6. Only return files that you actually changed. If a file needs no polishing, omit it.

Response format

The LLM returns a structured AdaptedFilesOutput:

  • files: list of AdaptedFile (path, content) for files that were changed.

  • warnings: list of advisory messages about adaptation issues.

Files not returned by the LLM are kept unchanged. If the LLM returns a path that does not exist in the file dict, it is dropped with a warning.

Fallback

If the LLM call fails, the original file dict is returned unchanged. No error is raised.

Platform specifications (AGENT_SPEC.md)

Each platform connector directory contains an AGENT_SPEC.md file that describes the platform’s workspace conventions, file layout, and formatting rules. At hatch time, Nydus loads the spec for both the source and target platforms and injects them into the LLM prompt.

For cross-platform hatching, the LLM receives both specs so it can understand the source conventions and adapt content to the target idioms. For same-platform polishing, only the target spec is provided.

The specs live at pynydus/agents/<platform>/AGENT_SPEC.md and can be updated as platform conventions evolve.

Spawn log as context

The spawn pipeline records structured events at every step into spawn_log. At hatch time, the full JSON-serialized log is injected into the hatch LLM prompt so the model has complete context about what happened during spawning.

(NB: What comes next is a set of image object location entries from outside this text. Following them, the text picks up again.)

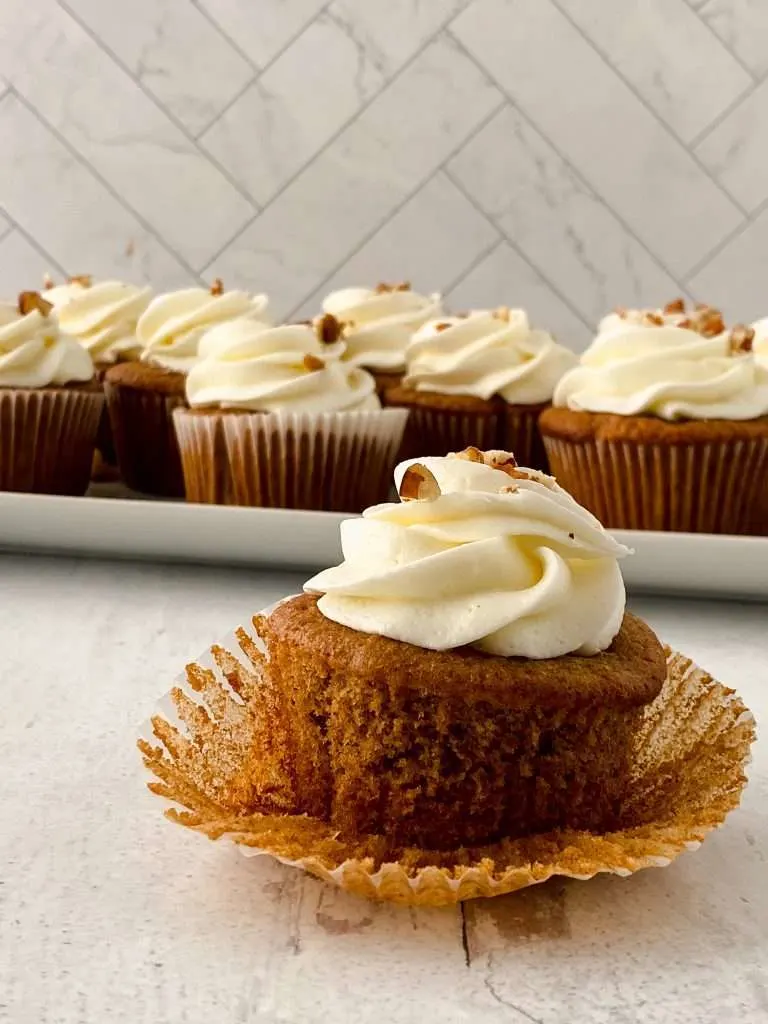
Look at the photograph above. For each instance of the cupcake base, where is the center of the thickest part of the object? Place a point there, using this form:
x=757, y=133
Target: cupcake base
x=140, y=399
x=688, y=772
x=334, y=462
x=645, y=473
x=47, y=437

The log includes entries for every pipeline action:

Event type

What it captures

pipeline_start

Source platform, base egg ref, redact flag, source paths

source_files_read

Agent type, resolved path, filenames, file count

secret_scan

Gitleaks finding: placeholder, rule name, source file

redaction

Presidio finding: PII type, placeholder, source file

files_removed

Glob patterns applied, files removed, remaining count

spawner_parse

Per-group skills/memory summaries, source metadata

records_built

Skill IDs/names, memory IDs/labels/text lengths

base_egg_loaded

Base egg ref, agent type, skill/memory/secret counts

base_merge

Before/after counts for skills, memory, secrets

label_override

Custom label changes: record ID, old/new label, pattern

memory_excluded

Dropped records by label, kept count

memory_refined

Per-record text changes (lengths, not content)

memory_merge

Merged record IDs, result length

memory_refinement_done

Total records processed, merged, unchanged

skill_refined

Name/content change flags per skill

skill_refinement_done

Total skills processed, changed count

llm_call

Provider, model, latency, token usage

warning

Warning messages from LLM refinement

egg_packaged

Final counts for skills, memory, secrets

apm_passthrough

APM yml stashed from source files

a2a_passthrough

A2A agent card copied from source

a2a_generated

A2A agent card generated from egg data

agents_md_generated

Per-egg AGENTS.md generated

specs_embedded

Spec snapshots embedded in egg

No secret values or PII appear in the spawn log. Secret entries log only the placeholder name and gitleaks rule ID. PII entries log only the entity type and placeholder. Text content is logged as lengths, never as raw text.